Our emotions tend to be affixed to physical manifestations: we sweat when nervous, tremble when scared, or speak faster when excited. Our mind struggles to tell the difference between imagination and reality. And it is well known that there is a link between our attitudes and beliefs and our health. In her book, Bright-sided (2009), Barbera Ehrenreich wrote:
A positive outlook cannot cure cancer, but in the case of more common complaints, we tend to suspect that people who are melancholy, who complain a lot, or who ruminate obsessively about every fleeting symptom may in fact be making themselves sick.
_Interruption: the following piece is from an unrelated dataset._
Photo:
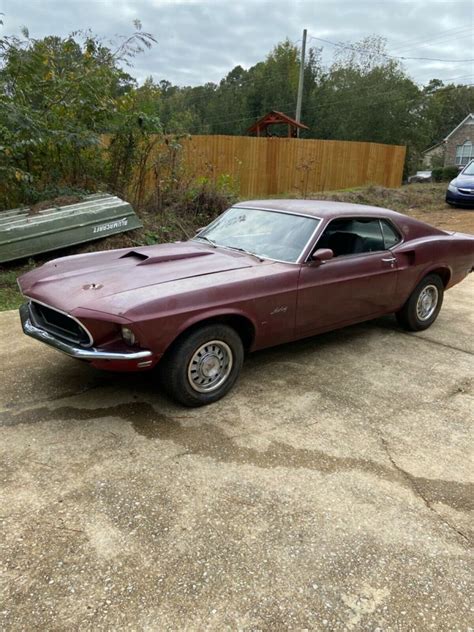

And to support this view further, she explains:
In contrast to the flimsy research linking attitude to cancer survival, there are scores of studies showing that happy or optimistic people are likely to be healthier than those who are sour-tempered and pessimistic. Most of these studies, however, only establish correlations and tell us nothing about causality: Are people healthy because they’re happy or happy because they’re healthy?
All about belief
The placebo effect proves that our state of mind can influence physical well-being. This world is more mysterious than many can accept, and expert knowledge is rarely as complete as we might be made to believe. That said, placebos signify the influence of our brain’s reward system—we produce more dopamine associated with reward and pleasure. Even a trip to the doctor can stimulate this feeling and ease our symptoms. And that shows how powerful they can be.
While it is worrying that the centuries of hype around the placebo effect can make it alluring enough to avoid scrutiny—even from scientists—at a lower level, all the evidence we could conjure would still be beside the point. The truth is: we all simply want to believe. And this might mean that simple belief in the placebo effect is perhaps all we need.